We have two focal characters. On the ship, it’s the cook, Mikkel (Pilou Asbæk, who looks like Michael Shannon’s European brother). He’s the chosen go-between for the Somali boarders and the company’s chief executive officer in Denmark, Peter (Søren Malling), the other main protagonist. The pirates demand $15 million in ransom. But we’ve already seen Peter strong-arm some Japanese businessmen from a $21 million deal down to under $15 million.
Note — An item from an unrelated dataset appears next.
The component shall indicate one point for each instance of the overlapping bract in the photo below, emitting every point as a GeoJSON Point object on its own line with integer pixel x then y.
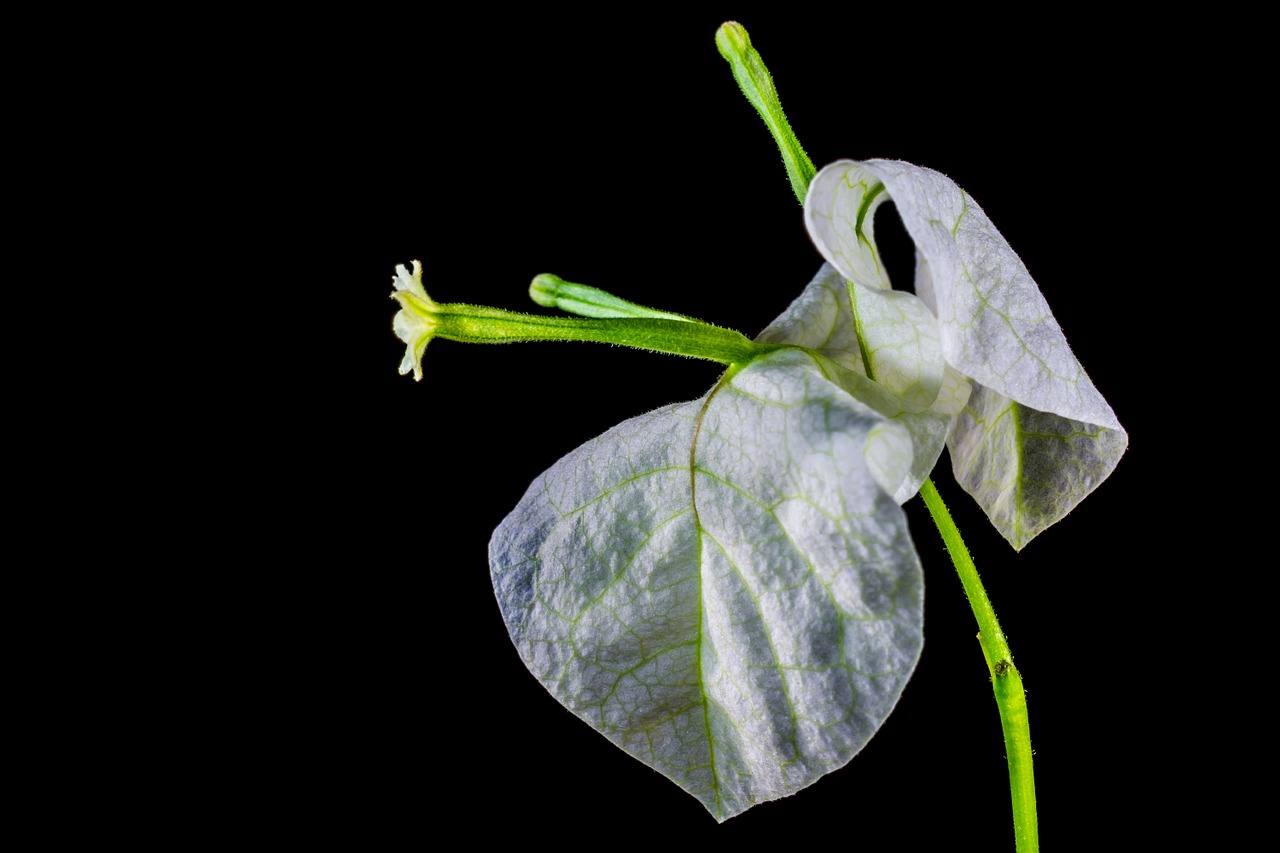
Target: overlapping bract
{"type": "Point", "coordinates": [726, 588]}
{"type": "Point", "coordinates": [1036, 436]}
He and his well-dressed henchmen approach the hijacking as just another fiscal negotiation, even though lives are in the balance.

In other words, “A Hijacking” is not an adventure on the high seas but a ruthlessly cool examination of the way big money gambles against what management considers small lives. (The upcoming Tom Hanks vehicle “Captain Phillips” is based on a true-life case of piracy; but while “A Hijacking” is fictional, I’d bank that it smells much more like real life than the inevitable “uplift” the Hollywood product is sure to be peddling.)

Bouncing back and forth from sea to shore, the movie updates us on time’s passage with some startling captions: Day 1. Day 39. Day 127. For the suits in Denmark, each of these is just another date in the workweek. But aboard the Rozen, every passing day is an ordeal that alternates between terror and almost surreal camaraderie with the captors. (A bit of “Stockholm syndrome” plays out on the ship, but mortal danger is always only a hair trigger away.) The film’s contrapuntal rhythm actually works. Though you’ll get its main point pretty quickly, this isn’t some dry thesis. It’s an engrossing drama that sticks with you.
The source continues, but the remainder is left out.